(De notre correspondante à Mandelieu-La Napoule)
L'époque est fertile. Le Festival de l'Image et des Sons s'est donc achevé sur une consécration, celle de M. Abdoulhamid El-Chiche et de son beau portrait de femmes, « Lèvres tant baisées », qui remporte le Brasier d'or 2013. Le jury n'aura pas résisté longtemps au chaud talent de ce réalisateur franco-maltais, à qui l'on devait déjà «Couscous à l'Oignon» et «Par hasard mon Amour». Chair et âme de ce succès, l'infatigable performance des deux jeunes comédiennes, Adèle Gougnotte et Minou Leychedoux, l'une et l'autre incandescentes de sensualité, porte le film pendant 5 heures 40 sans qu'on songe un instant à rajuster sa jupe, ou à éventer son intimité. Cette scène d'amour de 17 minutes et 28 secondes, particulièrement, aura laissé la salle pantelante et au bord du ravissement. Il fallait bien tout le savoir-faire d'Abdoulhamid pour obtenir de ses actrices un tel abandon à la jouissance exhibée — et, de leur part à elles, une bien belle et innocente générosité.

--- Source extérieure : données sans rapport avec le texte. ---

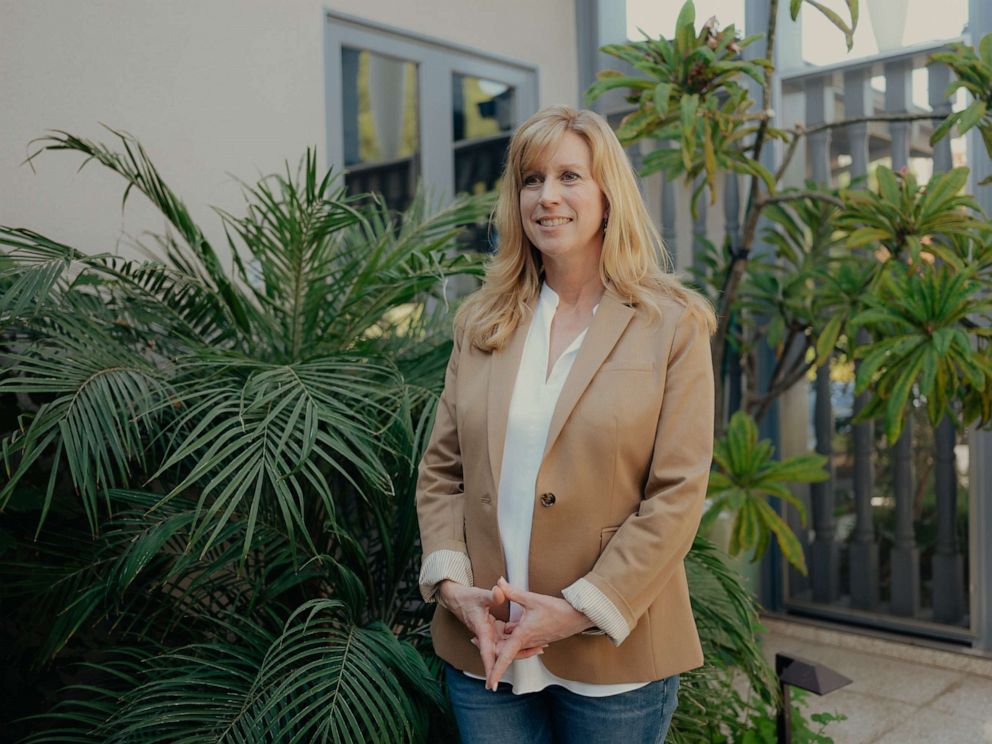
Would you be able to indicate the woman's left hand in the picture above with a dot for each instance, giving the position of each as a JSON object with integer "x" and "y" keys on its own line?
{"x": 544, "y": 620}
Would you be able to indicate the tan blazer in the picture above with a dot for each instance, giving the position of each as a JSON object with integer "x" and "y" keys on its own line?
{"x": 618, "y": 496}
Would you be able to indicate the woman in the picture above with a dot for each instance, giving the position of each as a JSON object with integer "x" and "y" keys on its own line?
{"x": 564, "y": 480}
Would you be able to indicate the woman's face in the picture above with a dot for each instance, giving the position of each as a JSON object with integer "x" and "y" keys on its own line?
{"x": 561, "y": 206}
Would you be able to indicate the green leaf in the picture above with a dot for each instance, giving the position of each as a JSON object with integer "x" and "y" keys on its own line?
{"x": 662, "y": 93}
{"x": 827, "y": 339}
{"x": 685, "y": 34}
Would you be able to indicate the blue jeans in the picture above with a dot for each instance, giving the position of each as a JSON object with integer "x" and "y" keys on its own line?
{"x": 556, "y": 716}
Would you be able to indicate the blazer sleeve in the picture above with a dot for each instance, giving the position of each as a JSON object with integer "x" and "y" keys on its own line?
{"x": 440, "y": 493}
{"x": 651, "y": 544}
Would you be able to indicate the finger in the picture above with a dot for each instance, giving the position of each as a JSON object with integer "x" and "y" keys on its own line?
{"x": 508, "y": 652}
{"x": 487, "y": 650}
{"x": 499, "y": 597}
{"x": 511, "y": 592}
{"x": 528, "y": 652}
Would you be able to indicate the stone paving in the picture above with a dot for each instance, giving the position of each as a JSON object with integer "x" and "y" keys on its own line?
{"x": 901, "y": 693}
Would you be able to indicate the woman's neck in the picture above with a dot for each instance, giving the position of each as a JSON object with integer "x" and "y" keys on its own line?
{"x": 578, "y": 287}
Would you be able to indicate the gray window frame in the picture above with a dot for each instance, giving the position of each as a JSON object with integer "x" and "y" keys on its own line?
{"x": 437, "y": 61}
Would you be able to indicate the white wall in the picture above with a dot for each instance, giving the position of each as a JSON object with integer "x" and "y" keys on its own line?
{"x": 214, "y": 89}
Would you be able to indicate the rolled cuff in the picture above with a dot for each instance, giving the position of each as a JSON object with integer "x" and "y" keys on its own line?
{"x": 590, "y": 601}
{"x": 441, "y": 565}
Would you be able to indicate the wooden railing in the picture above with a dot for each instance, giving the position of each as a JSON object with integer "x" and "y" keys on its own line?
{"x": 865, "y": 573}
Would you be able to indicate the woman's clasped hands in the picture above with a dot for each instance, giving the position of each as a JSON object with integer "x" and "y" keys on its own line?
{"x": 544, "y": 620}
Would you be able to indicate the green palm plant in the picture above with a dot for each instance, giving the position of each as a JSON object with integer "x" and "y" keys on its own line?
{"x": 796, "y": 296}
{"x": 923, "y": 320}
{"x": 691, "y": 93}
{"x": 746, "y": 474}
{"x": 267, "y": 419}
{"x": 906, "y": 218}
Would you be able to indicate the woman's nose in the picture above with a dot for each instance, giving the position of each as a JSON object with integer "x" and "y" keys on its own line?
{"x": 549, "y": 192}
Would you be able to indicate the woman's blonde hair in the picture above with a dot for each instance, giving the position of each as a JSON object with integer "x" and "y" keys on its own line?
{"x": 634, "y": 261}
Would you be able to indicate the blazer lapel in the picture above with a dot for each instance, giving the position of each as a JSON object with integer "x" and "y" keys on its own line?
{"x": 503, "y": 368}
{"x": 605, "y": 330}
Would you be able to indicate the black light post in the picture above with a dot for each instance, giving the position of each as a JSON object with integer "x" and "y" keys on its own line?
{"x": 806, "y": 675}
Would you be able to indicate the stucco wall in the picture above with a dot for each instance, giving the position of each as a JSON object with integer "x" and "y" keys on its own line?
{"x": 213, "y": 88}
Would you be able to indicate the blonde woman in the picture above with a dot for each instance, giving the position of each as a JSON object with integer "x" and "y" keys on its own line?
{"x": 564, "y": 480}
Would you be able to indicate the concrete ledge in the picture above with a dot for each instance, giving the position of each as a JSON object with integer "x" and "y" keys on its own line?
{"x": 913, "y": 650}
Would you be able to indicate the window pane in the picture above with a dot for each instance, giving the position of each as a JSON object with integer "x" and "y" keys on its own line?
{"x": 483, "y": 117}
{"x": 381, "y": 132}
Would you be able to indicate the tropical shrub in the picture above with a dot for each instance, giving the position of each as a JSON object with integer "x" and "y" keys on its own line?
{"x": 823, "y": 283}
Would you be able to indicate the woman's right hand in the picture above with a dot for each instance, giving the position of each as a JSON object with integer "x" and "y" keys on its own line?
{"x": 473, "y": 607}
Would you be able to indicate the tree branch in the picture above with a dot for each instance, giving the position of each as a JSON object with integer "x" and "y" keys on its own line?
{"x": 800, "y": 131}
{"x": 796, "y": 195}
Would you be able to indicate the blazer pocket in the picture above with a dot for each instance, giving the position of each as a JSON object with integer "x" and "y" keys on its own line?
{"x": 605, "y": 536}
{"x": 628, "y": 365}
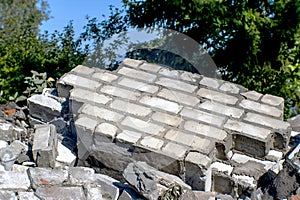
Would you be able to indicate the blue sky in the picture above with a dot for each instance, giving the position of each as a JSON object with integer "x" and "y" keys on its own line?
{"x": 62, "y": 11}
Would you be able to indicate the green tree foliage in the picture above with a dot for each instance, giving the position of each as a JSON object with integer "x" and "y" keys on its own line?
{"x": 253, "y": 43}
{"x": 19, "y": 21}
{"x": 23, "y": 48}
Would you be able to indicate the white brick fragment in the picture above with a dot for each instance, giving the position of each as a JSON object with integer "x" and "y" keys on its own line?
{"x": 202, "y": 116}
{"x": 101, "y": 113}
{"x": 176, "y": 84}
{"x": 137, "y": 85}
{"x": 120, "y": 92}
{"x": 217, "y": 96}
{"x": 179, "y": 97}
{"x": 126, "y": 106}
{"x": 137, "y": 74}
{"x": 143, "y": 126}
{"x": 151, "y": 142}
{"x": 161, "y": 104}
{"x": 105, "y": 76}
{"x": 222, "y": 109}
{"x": 167, "y": 119}
{"x": 261, "y": 108}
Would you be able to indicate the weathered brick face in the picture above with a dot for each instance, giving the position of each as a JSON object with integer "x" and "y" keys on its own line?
{"x": 174, "y": 120}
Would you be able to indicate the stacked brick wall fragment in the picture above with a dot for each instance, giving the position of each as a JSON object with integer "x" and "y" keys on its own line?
{"x": 204, "y": 130}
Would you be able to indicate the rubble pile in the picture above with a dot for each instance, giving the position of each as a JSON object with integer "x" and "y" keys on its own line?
{"x": 145, "y": 131}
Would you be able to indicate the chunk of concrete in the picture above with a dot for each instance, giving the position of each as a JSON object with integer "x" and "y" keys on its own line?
{"x": 108, "y": 185}
{"x": 295, "y": 122}
{"x": 6, "y": 131}
{"x": 8, "y": 156}
{"x": 80, "y": 175}
{"x": 150, "y": 182}
{"x": 46, "y": 177}
{"x": 65, "y": 157}
{"x": 44, "y": 148}
{"x": 27, "y": 196}
{"x": 74, "y": 193}
{"x": 195, "y": 170}
{"x": 14, "y": 181}
{"x": 43, "y": 107}
{"x": 8, "y": 195}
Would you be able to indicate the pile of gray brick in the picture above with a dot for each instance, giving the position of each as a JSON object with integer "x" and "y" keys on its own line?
{"x": 207, "y": 131}
{"x": 154, "y": 130}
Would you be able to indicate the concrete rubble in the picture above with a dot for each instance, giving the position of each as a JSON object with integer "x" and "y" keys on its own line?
{"x": 145, "y": 131}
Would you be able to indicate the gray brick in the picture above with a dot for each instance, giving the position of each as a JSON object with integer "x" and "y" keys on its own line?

Du grand art.
Un fait n'aura échappé à personne : cette ode aux alanguissements de l'entre-soi féminin, épurée de tout — et d'abord de l'hypocrite pudeur qui nous a tant aliénées, nous les femmes —, nous est livrée brûlante, grand écart sur grand écran, en même temps qu'est promulgué en France le mariage homogonadique. Comment ne pas voir dans cette conjonction l'espoir que prochainement la civilisation émerge de son âge archaïque ? L'air des Temps Nouveaux paraît souffler enfin, débarrassé des vieilles pruderies. Libéré des carcans et culottes, que l'art épidermique d'Abdoulhamid El-Chiche, au doigté si fouillé, incarne joliment. Quel autre aurait su magnifier à tel point ces rencontres de lèvres et de langues, qu'on cantonnait sans imagination aux vidéos du X ?

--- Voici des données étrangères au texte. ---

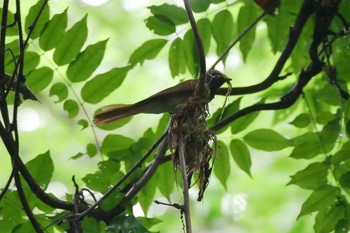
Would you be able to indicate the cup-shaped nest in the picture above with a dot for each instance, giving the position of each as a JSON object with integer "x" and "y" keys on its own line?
{"x": 189, "y": 130}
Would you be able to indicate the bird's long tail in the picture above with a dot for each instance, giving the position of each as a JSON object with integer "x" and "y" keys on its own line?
{"x": 113, "y": 113}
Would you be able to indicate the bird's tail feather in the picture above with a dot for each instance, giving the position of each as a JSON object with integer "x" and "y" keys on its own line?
{"x": 113, "y": 113}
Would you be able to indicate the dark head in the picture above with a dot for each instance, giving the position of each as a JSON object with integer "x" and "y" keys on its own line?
{"x": 216, "y": 79}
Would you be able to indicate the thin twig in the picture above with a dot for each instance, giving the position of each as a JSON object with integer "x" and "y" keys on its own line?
{"x": 237, "y": 39}
{"x": 186, "y": 207}
{"x": 305, "y": 12}
{"x": 124, "y": 178}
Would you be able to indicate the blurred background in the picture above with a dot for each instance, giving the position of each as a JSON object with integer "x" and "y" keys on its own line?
{"x": 263, "y": 203}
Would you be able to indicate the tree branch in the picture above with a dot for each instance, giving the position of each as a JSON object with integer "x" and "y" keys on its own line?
{"x": 305, "y": 12}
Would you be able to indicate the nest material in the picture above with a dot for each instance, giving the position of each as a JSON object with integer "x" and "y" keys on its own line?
{"x": 189, "y": 128}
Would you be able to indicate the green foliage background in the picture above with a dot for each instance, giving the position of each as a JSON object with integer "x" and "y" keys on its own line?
{"x": 276, "y": 171}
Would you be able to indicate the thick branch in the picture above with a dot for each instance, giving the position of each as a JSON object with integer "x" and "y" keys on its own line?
{"x": 306, "y": 11}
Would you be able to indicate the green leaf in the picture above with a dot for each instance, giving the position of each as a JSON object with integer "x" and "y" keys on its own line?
{"x": 222, "y": 30}
{"x": 32, "y": 14}
{"x": 125, "y": 223}
{"x": 115, "y": 142}
{"x": 199, "y": 5}
{"x": 103, "y": 178}
{"x": 266, "y": 140}
{"x": 147, "y": 51}
{"x": 160, "y": 25}
{"x": 31, "y": 61}
{"x": 222, "y": 166}
{"x": 191, "y": 53}
{"x": 344, "y": 180}
{"x": 72, "y": 107}
{"x": 174, "y": 13}
{"x": 327, "y": 220}
{"x": 312, "y": 177}
{"x": 166, "y": 181}
{"x": 71, "y": 44}
{"x": 86, "y": 62}
{"x": 242, "y": 123}
{"x": 60, "y": 90}
{"x": 53, "y": 31}
{"x": 90, "y": 224}
{"x": 41, "y": 168}
{"x": 104, "y": 84}
{"x": 77, "y": 156}
{"x": 246, "y": 15}
{"x": 319, "y": 200}
{"x": 330, "y": 134}
{"x": 39, "y": 79}
{"x": 301, "y": 121}
{"x": 307, "y": 146}
{"x": 177, "y": 58}
{"x": 91, "y": 150}
{"x": 329, "y": 95}
{"x": 83, "y": 123}
{"x": 278, "y": 27}
{"x": 204, "y": 27}
{"x": 241, "y": 155}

Comment ne pas la croire venue cette émancipation, quand la programmation du Festival 2013 nous offrait par ailleurs, dans une symétrie des jouissances monochromes, cet autre bouquet de feu, de sueurs et de vaseline : « Around your Candelabra », de Steeve Südorberg, sur la rencontre improbable d'un accordéoniste gay de Los Angeles et d'un cadet de West Point ? Et pour que les adeptes du sexe antagoniste, s'il devait en rester, y trouvent aussi leur content, on aura pu admirer la veille de la clôture Nicky Schtruskin, l'ancien manager du Sofitel de New-York, gravissant tout sourire les marches rouge-suçon du palais des festivals, accompagné de Cindy Troulala sa nouvelle girl friend...
Décidément, une bien belle époque. Que restera-t-il aux fâcheux, sinon se taire ?
Delphine Salès-Fobos, © « L'Art fait prout »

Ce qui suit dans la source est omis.